Last week, we talked about Trust in the Media (as well as trust generally). This week we have been talking about connectedness. Is there a relationship between the two?
Karen Stephenson, a social-network business consultant and friend of the Media Center (I first met Karen at a Media Center sponsored Symposium last year) would argue there is. She is profiled in the most recent issue of Business 2.0. Here is an excerpt from that article:
There is a secret structure at every organization that spells its success or failure. You can’t see it in the org chart or in the flow of money on the spreadsheet. But within this structure, the assistant in the third cubicle from the elevator may be more crucial than the suit in the fancy corner office.
That’s because the web of alliances is woven not by the vice presidents or generals but by people Stephenson has dubbed “hubs,” “gatekeepers,” and “pulse takers.” The links they create combine to form the network of human trust in your company, and that controls the flow of ideas, which is the lifeblood of any business.

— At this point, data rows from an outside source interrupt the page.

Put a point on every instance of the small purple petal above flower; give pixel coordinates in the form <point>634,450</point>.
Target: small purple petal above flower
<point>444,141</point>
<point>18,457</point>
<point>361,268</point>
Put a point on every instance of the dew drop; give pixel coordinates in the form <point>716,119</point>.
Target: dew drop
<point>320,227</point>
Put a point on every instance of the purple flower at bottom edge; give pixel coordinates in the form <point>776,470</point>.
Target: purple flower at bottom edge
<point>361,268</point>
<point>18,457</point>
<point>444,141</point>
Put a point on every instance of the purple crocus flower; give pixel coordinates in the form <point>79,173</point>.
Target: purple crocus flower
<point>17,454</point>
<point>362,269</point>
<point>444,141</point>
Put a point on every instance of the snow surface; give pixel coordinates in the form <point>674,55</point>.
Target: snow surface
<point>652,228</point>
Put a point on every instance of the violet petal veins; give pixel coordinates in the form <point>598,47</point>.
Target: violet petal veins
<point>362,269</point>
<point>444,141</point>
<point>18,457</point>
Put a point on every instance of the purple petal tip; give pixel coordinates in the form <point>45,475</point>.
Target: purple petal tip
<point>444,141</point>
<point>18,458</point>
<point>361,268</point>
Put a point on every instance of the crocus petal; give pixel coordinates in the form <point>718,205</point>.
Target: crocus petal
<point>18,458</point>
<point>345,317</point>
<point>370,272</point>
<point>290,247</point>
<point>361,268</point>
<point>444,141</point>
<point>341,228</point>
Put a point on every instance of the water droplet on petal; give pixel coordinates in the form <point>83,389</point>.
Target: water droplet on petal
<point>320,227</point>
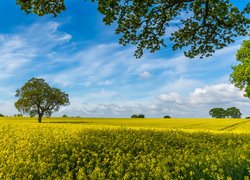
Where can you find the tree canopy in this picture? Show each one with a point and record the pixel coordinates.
(201, 26)
(241, 73)
(233, 112)
(36, 97)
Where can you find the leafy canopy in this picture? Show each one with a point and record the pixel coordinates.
(202, 26)
(241, 73)
(36, 97)
(233, 112)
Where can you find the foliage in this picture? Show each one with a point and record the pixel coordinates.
(167, 116)
(201, 25)
(84, 152)
(241, 72)
(217, 113)
(36, 97)
(233, 112)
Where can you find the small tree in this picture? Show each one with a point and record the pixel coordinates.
(36, 97)
(241, 73)
(217, 113)
(167, 116)
(233, 112)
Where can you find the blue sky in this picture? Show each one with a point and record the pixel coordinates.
(77, 53)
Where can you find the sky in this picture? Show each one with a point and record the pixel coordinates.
(77, 53)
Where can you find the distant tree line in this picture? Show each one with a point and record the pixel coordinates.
(137, 116)
(231, 112)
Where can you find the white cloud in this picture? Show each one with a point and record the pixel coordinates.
(170, 98)
(196, 104)
(144, 75)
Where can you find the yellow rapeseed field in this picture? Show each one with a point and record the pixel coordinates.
(99, 148)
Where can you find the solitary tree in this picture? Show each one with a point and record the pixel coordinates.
(202, 26)
(217, 113)
(233, 112)
(36, 97)
(241, 73)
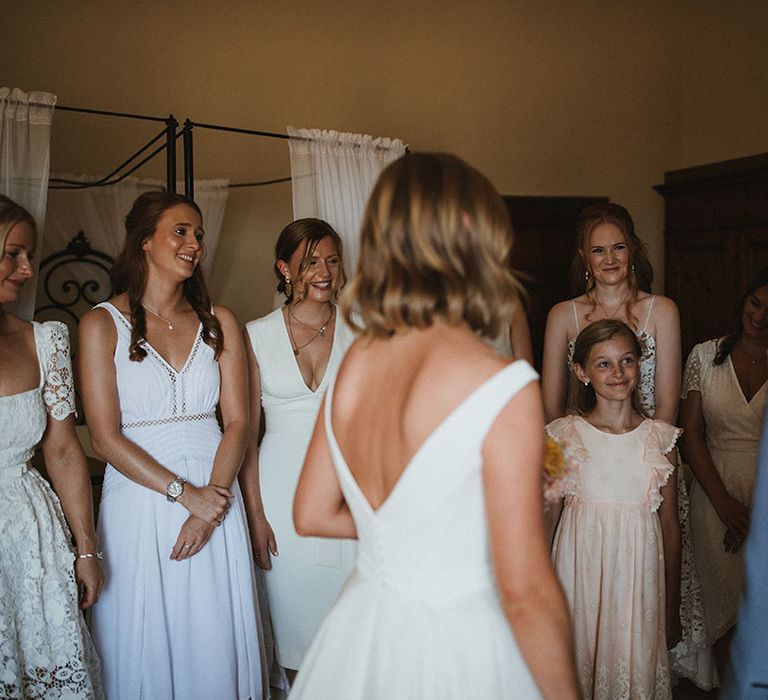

“You may think you know your organization from the org chart, but the fact is, things work much differently,” Stephenson tells her audience emphatically. (She says almost everything emphatically.) “You have to discover the world of connections buried underneath the traditional hierarchy.” What she means is that knowing who trusts whom is as important as knowing who reports to whom.
Woe to the person who doesn’t understand the trust network in his or her company, she tells the generals, whose attention is now becoming more focused. Ignore this hidden structure and your quality team players will jump ship, mentors will abandon their charges, institutional memory will vanish, and glad-handing schmucks will weasel their way into power. But if you fathom how your company really works, you can identify and reward your most valuable employees and unearth innovative ideas.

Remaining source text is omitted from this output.